Antikçağ düşünürlerinden Herakleitos şöyle der: “Evrende her şey her an değişir. Hiçbir şey kendisiyle aynı kalamaz.”
Ben değişirim, siz değişirsiniz, herkes her şey değişir.Değişim kaçınılmazdır.
Koşulların sürekli değiştiği bir dünyada değişmeden, dönüşmeden yaşayamayız. Düşüncelerimiz, değer yargılarımız, sorularımız, yanıtlarımız, tercihlerimiz ve davranışlarımız değişir.
İnsan değişerek gelişir. Eski hamam eski taslarla bir yere varamayız. Eski köye yeni adetler çıkarmadan değişim sağlanamaz. Değişmek yenilenmektir; yeni bir insan olmaktır.

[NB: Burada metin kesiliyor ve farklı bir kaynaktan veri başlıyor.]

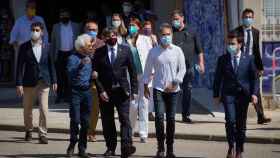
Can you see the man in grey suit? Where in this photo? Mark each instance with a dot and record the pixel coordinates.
(63, 35)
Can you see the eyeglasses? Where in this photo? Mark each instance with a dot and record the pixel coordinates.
(35, 30)
(93, 30)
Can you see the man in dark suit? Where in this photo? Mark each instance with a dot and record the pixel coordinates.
(112, 62)
(35, 75)
(235, 85)
(251, 47)
(63, 36)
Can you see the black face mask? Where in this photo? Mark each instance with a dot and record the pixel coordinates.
(65, 20)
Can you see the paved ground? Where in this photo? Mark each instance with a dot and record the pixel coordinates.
(205, 127)
(12, 145)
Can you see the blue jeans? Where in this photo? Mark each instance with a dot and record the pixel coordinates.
(80, 108)
(236, 108)
(165, 102)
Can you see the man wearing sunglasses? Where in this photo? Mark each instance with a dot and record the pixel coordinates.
(34, 77)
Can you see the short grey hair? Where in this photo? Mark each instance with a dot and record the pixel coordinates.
(80, 42)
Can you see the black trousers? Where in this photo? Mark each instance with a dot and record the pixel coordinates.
(259, 107)
(63, 89)
(119, 100)
(236, 108)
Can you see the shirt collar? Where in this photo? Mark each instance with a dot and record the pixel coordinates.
(238, 55)
(110, 47)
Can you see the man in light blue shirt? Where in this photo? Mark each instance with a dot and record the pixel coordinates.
(21, 30)
(168, 63)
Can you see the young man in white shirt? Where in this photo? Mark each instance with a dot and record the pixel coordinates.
(168, 63)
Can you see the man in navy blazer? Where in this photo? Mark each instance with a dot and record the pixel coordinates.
(235, 85)
(35, 74)
(113, 63)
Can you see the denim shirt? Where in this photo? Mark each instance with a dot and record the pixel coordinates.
(79, 73)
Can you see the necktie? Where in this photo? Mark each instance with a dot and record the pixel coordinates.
(247, 45)
(235, 64)
(113, 57)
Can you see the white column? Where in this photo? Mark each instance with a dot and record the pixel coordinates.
(18, 7)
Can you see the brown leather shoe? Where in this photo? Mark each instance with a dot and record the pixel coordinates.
(43, 140)
(28, 136)
(230, 153)
(264, 120)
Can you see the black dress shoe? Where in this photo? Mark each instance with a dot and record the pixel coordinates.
(83, 154)
(170, 155)
(70, 150)
(160, 154)
(187, 120)
(128, 151)
(43, 140)
(109, 153)
(28, 136)
(264, 120)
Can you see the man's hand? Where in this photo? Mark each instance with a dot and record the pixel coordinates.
(171, 87)
(202, 68)
(94, 75)
(260, 72)
(20, 91)
(104, 96)
(54, 87)
(146, 91)
(254, 99)
(217, 100)
(86, 60)
(133, 96)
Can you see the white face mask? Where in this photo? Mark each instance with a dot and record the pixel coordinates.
(116, 23)
(35, 35)
(126, 9)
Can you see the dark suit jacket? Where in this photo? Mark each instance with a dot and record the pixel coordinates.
(28, 69)
(229, 83)
(118, 71)
(256, 46)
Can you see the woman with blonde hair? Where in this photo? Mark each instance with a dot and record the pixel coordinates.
(118, 24)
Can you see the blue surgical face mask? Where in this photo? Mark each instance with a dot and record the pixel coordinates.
(133, 30)
(232, 49)
(248, 21)
(92, 34)
(116, 23)
(176, 24)
(166, 40)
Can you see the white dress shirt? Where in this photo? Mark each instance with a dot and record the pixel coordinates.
(251, 39)
(21, 31)
(237, 56)
(168, 65)
(66, 35)
(37, 50)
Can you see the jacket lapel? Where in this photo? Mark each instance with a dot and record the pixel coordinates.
(32, 52)
(44, 52)
(241, 62)
(118, 54)
(228, 61)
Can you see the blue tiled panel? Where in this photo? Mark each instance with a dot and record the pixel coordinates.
(268, 48)
(206, 17)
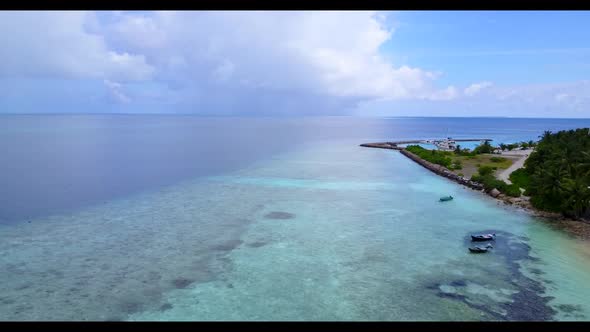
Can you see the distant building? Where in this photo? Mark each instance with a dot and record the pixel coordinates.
(447, 144)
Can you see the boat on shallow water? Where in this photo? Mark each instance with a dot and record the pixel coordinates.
(446, 198)
(483, 237)
(479, 250)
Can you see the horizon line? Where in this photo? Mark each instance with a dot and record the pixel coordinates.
(298, 116)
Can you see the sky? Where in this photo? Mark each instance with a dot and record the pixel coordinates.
(302, 63)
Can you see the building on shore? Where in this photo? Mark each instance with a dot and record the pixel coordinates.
(447, 144)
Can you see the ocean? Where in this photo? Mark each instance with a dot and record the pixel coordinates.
(179, 217)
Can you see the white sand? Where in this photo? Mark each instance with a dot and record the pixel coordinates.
(523, 154)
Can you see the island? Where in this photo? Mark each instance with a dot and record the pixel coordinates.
(549, 178)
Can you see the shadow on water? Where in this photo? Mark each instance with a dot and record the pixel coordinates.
(523, 300)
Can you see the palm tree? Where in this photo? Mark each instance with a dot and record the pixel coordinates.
(577, 194)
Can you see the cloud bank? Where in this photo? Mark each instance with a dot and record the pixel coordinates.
(233, 63)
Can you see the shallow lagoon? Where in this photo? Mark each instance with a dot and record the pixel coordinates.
(329, 231)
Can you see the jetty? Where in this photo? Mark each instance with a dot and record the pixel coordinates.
(446, 144)
(441, 143)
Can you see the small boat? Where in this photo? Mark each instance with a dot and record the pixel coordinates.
(447, 198)
(479, 250)
(483, 237)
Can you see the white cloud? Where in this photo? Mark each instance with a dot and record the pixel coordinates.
(331, 53)
(56, 44)
(475, 88)
(115, 92)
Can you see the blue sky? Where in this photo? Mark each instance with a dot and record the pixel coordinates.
(408, 63)
(506, 47)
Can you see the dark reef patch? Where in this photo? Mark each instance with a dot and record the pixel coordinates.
(165, 306)
(458, 283)
(130, 307)
(279, 215)
(228, 245)
(181, 283)
(528, 303)
(257, 244)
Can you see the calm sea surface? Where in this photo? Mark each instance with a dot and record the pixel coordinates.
(147, 217)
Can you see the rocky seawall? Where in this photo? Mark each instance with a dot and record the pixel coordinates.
(580, 228)
(442, 171)
(517, 202)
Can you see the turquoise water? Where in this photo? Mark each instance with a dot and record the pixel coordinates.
(330, 231)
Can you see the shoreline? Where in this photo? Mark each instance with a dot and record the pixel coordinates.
(578, 228)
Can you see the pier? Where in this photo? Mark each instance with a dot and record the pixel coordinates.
(395, 145)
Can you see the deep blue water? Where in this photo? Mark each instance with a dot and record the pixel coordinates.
(189, 218)
(53, 163)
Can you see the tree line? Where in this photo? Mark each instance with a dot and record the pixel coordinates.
(557, 174)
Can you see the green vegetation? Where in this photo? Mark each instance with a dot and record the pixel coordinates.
(497, 159)
(442, 158)
(490, 182)
(456, 164)
(521, 178)
(485, 170)
(486, 147)
(524, 145)
(559, 173)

Değişmek keşfetmektir. Deneyimlerimizin sonucunda değişiriz.
Öğreniriz, olgunlaşırız, yeniliriz, inciniriz, yaralanırız ve değişiriz. “Ben buyum!” söyleminden “Ne salakmışım!” söylemine geçeriz.
Takım tutar gibi tutulmaz hayat. Değişmek keşfetmektir. Hatalardan ders almak ve yeni bir bakış açısı geliştirmektir.

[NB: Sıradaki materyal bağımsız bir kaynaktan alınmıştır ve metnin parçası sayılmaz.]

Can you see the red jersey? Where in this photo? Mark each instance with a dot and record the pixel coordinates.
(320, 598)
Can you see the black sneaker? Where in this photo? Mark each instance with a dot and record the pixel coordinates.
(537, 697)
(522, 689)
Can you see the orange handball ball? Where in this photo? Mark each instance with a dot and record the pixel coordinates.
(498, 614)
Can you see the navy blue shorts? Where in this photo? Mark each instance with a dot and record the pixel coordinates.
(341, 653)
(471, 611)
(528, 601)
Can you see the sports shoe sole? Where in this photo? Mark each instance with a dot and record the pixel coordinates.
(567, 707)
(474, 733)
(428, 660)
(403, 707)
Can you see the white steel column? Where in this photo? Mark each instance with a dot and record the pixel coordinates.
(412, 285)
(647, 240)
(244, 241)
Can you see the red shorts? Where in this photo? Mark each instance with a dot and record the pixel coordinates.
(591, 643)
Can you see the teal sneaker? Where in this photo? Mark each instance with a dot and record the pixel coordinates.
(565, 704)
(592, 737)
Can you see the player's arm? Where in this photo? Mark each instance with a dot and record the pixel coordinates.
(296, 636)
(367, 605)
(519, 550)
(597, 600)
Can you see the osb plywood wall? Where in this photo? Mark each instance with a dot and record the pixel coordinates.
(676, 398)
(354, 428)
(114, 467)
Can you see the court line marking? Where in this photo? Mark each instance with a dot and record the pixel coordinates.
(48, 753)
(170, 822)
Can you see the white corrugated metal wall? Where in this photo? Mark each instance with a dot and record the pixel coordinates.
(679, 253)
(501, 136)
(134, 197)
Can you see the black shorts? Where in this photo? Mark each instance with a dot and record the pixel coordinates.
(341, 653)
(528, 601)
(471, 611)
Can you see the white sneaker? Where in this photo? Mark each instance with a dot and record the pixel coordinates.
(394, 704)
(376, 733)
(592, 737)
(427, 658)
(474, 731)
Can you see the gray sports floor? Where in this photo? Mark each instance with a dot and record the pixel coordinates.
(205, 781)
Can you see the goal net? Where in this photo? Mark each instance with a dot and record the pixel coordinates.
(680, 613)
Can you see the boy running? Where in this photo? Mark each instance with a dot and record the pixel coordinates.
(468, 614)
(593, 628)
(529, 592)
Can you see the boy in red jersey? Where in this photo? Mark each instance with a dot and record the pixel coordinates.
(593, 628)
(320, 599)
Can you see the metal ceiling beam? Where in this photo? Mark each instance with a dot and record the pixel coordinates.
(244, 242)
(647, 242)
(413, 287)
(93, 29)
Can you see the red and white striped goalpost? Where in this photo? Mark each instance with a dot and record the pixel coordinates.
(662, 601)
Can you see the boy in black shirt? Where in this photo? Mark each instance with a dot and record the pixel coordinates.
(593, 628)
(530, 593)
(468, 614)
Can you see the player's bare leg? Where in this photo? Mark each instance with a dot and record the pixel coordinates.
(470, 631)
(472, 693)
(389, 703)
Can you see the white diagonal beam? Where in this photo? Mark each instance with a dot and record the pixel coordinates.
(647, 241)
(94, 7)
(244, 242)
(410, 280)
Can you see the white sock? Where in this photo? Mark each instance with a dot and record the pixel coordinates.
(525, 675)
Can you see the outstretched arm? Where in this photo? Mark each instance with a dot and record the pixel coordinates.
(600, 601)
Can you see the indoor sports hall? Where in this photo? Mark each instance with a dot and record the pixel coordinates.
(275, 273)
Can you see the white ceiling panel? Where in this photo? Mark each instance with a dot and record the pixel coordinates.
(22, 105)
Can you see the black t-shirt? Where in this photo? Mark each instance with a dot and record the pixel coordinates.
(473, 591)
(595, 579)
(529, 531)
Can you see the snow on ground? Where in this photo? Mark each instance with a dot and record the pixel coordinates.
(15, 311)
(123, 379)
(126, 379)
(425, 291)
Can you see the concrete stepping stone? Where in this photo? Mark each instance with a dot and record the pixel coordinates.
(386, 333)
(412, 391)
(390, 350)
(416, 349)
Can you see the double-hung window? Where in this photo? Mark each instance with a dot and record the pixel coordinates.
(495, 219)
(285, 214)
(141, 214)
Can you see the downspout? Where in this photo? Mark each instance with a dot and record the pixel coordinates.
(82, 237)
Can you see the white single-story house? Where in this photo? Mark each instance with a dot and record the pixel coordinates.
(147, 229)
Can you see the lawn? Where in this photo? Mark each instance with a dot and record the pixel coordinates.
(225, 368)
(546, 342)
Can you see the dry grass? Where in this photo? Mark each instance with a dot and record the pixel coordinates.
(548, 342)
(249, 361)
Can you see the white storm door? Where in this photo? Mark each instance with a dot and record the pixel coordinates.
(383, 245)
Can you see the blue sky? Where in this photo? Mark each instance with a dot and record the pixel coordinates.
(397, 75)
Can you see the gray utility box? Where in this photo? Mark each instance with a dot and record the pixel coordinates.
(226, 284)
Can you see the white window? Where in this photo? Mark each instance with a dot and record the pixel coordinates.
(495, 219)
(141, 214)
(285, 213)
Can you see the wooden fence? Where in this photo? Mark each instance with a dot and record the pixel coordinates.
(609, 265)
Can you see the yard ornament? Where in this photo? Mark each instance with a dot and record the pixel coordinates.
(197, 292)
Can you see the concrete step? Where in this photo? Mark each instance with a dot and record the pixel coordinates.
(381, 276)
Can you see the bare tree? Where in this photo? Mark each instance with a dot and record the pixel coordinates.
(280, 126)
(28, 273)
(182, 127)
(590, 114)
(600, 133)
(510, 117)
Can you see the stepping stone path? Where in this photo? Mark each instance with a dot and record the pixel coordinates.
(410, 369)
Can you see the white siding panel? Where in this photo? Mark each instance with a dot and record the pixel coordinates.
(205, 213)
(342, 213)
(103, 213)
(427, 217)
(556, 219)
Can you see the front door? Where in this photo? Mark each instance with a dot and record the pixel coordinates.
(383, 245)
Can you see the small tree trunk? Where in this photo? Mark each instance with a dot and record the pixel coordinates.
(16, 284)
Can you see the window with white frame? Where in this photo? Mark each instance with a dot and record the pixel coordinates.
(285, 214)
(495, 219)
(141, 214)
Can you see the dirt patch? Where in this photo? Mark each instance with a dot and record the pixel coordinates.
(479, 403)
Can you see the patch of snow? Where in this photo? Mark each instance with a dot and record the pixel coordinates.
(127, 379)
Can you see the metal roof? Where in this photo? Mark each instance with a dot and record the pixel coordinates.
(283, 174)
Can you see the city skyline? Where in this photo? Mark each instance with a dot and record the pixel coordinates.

Değişmek, durumdan duruma girmek değildir, yanardöner olmak değildir. Döneklik hiç değildir. Döneklik, kişinin aşağılanmaya gönüllü olmasıdır ve bu başka bir yazımızın konusu olacaktır.
Çevremde bazı vitaminsiz tipler var. Sıkıştıkları anda: “Ben buyum; yapım böyle, değişemem” diyorlar ve ekliyorlar: “Beni böyle kabul edin.”
“Ben buyum, değişemem!” demek; ben çakalım, bencilim, eleştiriye gelemem, öz eleştiri yapmaktan hiç hoşlanmam, kimse için kılımı kıpırdatmam. Öküz geldim öküz gideceğim demektir.
“Ben buyum!” demek; geçinmeye gönlüm yok demektir. Sizin ne düşündüğünüz, ne kadar incindiğiniz onun umurunda değildir. Tıpkı şu diyalogda olduğu gibi:
-Karınızı niçin dövdünüz?
-Ben buyum, değişemem!
Bu tipler genellikle aptaldır. Bunlar sadece aptal değildir. Aynı zamanda hoşgörüsüzdürler, empati kuramazlar, hiçbir değer üretemezler, saldırgan bir tavırla saçmalıklarını kabul ettirmek ister.
Akıllı, duygulu, donanımlı, duyarlı, sorgulayıcı ve özgürlüğüne düşkün insanlar değişime karşı direnmezler; çünkü değişmek gelişmek demektir.